Bundle isomorphisms for $J$-holomorphic tangent bundle
Yes, the domains of $\pi_{1,0}$ and $\pi_{0,1}$ should be $TM$, not $TM\otimes\mathbb{C}$. This is the case for the version on her website; see here, page 78.
Note that $TM$ is a real vector bundle, and it becomes a complex vector bundle by defining $(a + bi)\cdot v := av + bJ(v)$. This is what we mean when we say $(TM, J)$ is a complex vector bundle.
With this in mind, we have $\pi_{1,0} : TM \to T_{1,0}$ and
$$\pi_{1,0}(i\cdot v) = \pi_{1,0}(J(v)) = (\pi_{1,0}\circ J)(v) = i\pi_{1,0}(v) = i\cdot\pi_{1,0}(v).$$
So the real vector bundle isomorphism $\pi_{1,0}$ is also complex linear, and hence is a complex vector bundle isomorphism.

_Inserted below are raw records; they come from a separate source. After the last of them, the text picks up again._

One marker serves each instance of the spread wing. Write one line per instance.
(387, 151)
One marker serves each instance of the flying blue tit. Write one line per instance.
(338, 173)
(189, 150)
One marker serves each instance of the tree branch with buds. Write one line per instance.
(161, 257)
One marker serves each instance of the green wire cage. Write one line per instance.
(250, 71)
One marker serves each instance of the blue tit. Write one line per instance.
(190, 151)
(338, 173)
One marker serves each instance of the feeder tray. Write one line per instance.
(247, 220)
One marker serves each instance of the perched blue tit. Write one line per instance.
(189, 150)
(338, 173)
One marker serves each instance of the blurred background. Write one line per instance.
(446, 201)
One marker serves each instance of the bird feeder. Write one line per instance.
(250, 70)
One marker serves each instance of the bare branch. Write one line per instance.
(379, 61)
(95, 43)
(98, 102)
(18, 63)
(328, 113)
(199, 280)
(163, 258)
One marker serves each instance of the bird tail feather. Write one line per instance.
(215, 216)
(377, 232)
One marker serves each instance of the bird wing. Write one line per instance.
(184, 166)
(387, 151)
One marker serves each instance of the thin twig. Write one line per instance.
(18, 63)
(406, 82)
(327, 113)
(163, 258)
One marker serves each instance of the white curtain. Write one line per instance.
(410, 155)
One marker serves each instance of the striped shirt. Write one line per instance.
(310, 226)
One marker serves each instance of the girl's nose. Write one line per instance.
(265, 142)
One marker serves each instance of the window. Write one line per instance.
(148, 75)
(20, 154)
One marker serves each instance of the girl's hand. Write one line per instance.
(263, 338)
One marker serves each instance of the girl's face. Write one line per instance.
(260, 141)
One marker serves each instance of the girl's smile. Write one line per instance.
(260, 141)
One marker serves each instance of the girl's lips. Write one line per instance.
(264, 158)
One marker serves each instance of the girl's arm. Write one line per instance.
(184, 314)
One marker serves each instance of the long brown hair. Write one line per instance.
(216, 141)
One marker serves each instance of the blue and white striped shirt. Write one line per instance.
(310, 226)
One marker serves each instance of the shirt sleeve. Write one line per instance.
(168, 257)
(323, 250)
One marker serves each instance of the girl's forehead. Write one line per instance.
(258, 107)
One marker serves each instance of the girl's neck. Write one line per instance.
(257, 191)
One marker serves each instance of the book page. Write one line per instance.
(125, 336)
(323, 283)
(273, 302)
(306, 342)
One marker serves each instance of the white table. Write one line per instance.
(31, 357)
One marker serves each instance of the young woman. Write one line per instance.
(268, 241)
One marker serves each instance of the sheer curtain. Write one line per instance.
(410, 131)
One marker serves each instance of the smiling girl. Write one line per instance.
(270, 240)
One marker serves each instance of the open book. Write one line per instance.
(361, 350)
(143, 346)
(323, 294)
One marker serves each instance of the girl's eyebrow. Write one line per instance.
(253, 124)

On the other hand, we have $\pi_{0,1} : TM \to T_{0,1}$ and
$$\pi_{0,1}(i\cdot v) = \pi_{0,1}(J(v)) = (\pi_{0,1}\circ J)(v) = -i\pi_{0,1}(v) = i\cdot\pi_{0,1}(v)$$
where the action in the last expression is using the action of $\mathbb{C}$ on $\overline{T_{0,1}}$ (where $i$ acts as multiplication by $-i$). So $\pi_{0,1} : TM \to \overline{T_{0,1}}$ is an isomorphism of complex vector bundles.
Therefore $TM \cong T_{1,0} \cong \overline{T_{0,1}}$.